Así se puede entender el fenómeno de decenas de flores que surgen de la tierra con las lluvias del Ioré o incluso antes: la existencia de un reloj biológico dentro de un órgano inactivo, supuestamente, un reloj que despierta a la planta a su actividad invernal. En parte de los casos, dicho reloj es completamente autónomo, y no depende de ningún acontecimiento ocurrido en la superficie de la tierra: ni de la temperatura ni de las lluvias.
En otros casos, hace falta algún factor que apriete el gatillo: una baja significativa en la temperatura, o algunas gotas de humedad, rocío o lluvia. ¿Y de dónde sabemos que en esos casos existe semejante reloj? ¿Quizá no lo hay, y solo los fenómenos climáticos son el despertador? Veamos qué sucede en un lugar donde existen muchos bulbos y también riego en verano. Podemos regar cuanto nos plazca: los bulbos no despertarán hasta que el reloj interno les ordene hacerlo. Como máximo, la humedad provocará que las flores o las hojas en la zona regada se adelanten por algunos días su florecimiento a aquellos de las zonas secas. He asistido a un fenómeno interesante en mi jardín en la conducta de un animal: el caracol de jardín, una especie cercana al caracol de campo, que se radicó hace poco en Israel. Estos caracoles son activos en lugares húmedos en invierno, en particular en horas de la noche. En verano, el caracol cava en la tierra, cierra su abertura con una tapa dura, y espera al próximo invierno. El jardín es regado todo el verano, pero el caracol no se tienta a romper su tapa y emerger a la actividad. Pero una mañana, antes de que cayera una sola gota de agua, encontré en el sendero dos de estos caracoles que se confundieron pensando que el riego y el descenso de la temperatura eran señal del invierno. Varias horas después entendieron su error y volvieron a refugiarse en la tierra, hasta que llegara la verdadera lluvia.

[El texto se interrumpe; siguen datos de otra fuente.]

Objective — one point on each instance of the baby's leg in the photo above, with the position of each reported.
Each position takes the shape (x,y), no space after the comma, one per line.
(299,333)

Mucho más conocida es la conducta de las plantas denominadas "anunciadoras de lluvia", casi 30 especies de plantas tuberculosas y bulbosas cuyas flores surgen con las lluvias del Ioré o antes. Está claro que la poca cantidad de agua y el poco tiempo que pasa desde el Ioré hasta el florecimiento no habrían podido provocar tal floración, sino solo servir de disparador de la flor, que ya estaba lista dentro de la tierra. Así me encontré con el Crocus Otoñal, o quizás era el Crocus de Jerusalén, en la noche de Sucot, en la siega de la Alta Galilea, brillando con sus flores enormes y rosadas. Su hermana, la Crocus de Tuvia, ya había florecido, claro está, en el Neguev antes que ella, y otra hermana, la Crocus del Ioré, esperará al Ioré. Junto con el Crocus de otoño nos encontramos también con la Azucena de Mar, que ignora totalmente la lluvia, y florece solo en base al calendario. Así se comporta también la Sternbergia, una hermosa flor amarilla, cuyas zonas de distribución se nos van revelando recién ahora. No nos sorprendamos, pues, de encontrar Ciclámenes florecientes, a los que solo las noches de rocío despertaron, junto con Gypsophilas y con Prósperos Otoñales.